I agree. I'm not sure how to trim the multiple-file grbl software down to a minimum reproducible example. I tried Timer1_TimerHelpers.ino - Wokwi ESP32, STM32, Arduino Simulator to exercise the Timer1 mode 4 similar to grbl's inner workings, and Wokwi seemed to handle everything I threw at it.
grbl is complicated software, with a few levels of seemingly unsupported forks, but grbl is very well tested on silicon. The Wokwi software is also complicated, and it's hard to pinpoint just what is wrong with the simulator that makes grbl not work. Wokwi drives steppers OK with 2-6-axis gcode software on Mega and Uno using code from GitHub - MarginallyClever/GcodeCNCDemo: a simple example of making a CNC machine from an Adafruit Motor Shield so the problem isn't the simulated stepper hardware.
It is the interaction between grbl's complicated internals and Wokwi that seems to be the problem.
Grbl is commonly used for CNC machines, 3D printers etc.
I use a Grbl sender sending commands to a little CNC.
Sorry but I don't understand Your problem.
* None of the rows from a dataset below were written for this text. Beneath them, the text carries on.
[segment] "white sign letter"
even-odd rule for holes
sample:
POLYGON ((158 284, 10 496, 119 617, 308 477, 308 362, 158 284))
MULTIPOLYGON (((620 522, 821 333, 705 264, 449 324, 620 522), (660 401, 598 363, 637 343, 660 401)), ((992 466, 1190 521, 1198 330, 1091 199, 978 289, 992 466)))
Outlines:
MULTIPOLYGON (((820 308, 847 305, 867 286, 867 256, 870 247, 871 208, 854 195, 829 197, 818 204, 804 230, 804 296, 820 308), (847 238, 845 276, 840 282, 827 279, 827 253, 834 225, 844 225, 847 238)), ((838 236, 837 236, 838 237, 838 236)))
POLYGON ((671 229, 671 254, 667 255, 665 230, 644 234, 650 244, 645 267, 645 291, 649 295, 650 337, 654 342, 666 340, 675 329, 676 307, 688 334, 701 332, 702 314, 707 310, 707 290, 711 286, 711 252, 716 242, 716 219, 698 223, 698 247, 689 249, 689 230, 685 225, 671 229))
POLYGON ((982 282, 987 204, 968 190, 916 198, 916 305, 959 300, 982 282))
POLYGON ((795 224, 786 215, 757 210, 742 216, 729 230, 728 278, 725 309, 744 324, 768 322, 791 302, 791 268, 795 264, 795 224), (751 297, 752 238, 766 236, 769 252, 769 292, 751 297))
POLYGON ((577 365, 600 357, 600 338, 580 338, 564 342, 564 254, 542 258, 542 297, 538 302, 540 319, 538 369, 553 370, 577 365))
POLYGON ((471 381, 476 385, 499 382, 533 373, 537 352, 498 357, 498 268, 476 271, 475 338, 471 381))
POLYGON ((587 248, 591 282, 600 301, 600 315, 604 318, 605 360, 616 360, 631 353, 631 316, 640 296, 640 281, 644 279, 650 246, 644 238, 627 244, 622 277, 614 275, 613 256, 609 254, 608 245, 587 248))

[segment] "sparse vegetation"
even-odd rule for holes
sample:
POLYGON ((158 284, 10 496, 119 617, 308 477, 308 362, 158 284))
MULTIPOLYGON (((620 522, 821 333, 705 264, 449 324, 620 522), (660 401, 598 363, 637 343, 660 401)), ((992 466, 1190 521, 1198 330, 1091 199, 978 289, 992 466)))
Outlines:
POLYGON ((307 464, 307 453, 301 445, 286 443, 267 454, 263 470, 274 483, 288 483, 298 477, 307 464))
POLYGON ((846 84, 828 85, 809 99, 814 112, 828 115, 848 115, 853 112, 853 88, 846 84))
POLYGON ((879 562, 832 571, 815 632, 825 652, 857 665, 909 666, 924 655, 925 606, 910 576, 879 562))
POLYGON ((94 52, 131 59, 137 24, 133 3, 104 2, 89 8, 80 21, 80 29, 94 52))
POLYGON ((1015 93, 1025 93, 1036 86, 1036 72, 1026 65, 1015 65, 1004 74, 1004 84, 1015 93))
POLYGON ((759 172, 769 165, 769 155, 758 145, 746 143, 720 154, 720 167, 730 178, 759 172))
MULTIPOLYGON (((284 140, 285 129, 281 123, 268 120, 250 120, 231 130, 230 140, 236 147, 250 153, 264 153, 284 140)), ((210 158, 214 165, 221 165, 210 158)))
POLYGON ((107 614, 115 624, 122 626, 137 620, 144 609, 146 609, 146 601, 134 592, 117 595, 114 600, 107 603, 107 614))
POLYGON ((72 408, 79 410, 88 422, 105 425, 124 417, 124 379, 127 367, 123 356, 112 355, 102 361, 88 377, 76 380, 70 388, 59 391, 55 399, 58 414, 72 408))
Referring to a simulator makes things difficult. Why not get into the real world and run things?
Does that simulator send commands to a physical rigg?
I understand what grbl is used for. What I see the simulator valuable for is for debugging or developing grbl.
My problem is that the Wokwi simulator has a bug that is demonstrated by grbl, but it is difficult to suss out exactly what the bug is
Since it is possible to connect the simulator to the outside world through serial or ethernet, there might be ways for the simulator to send commands out to physical rigs, but that isn't what I'm attempting.
A workaround for GRBL is to set OCR1A to something non-zero inside the stepper.c:st_wake_up() routine. OCR1A = 0x7FFF; seems to work OK. I didn't change it in the OP sim, because I want to keep that using the official grbl source.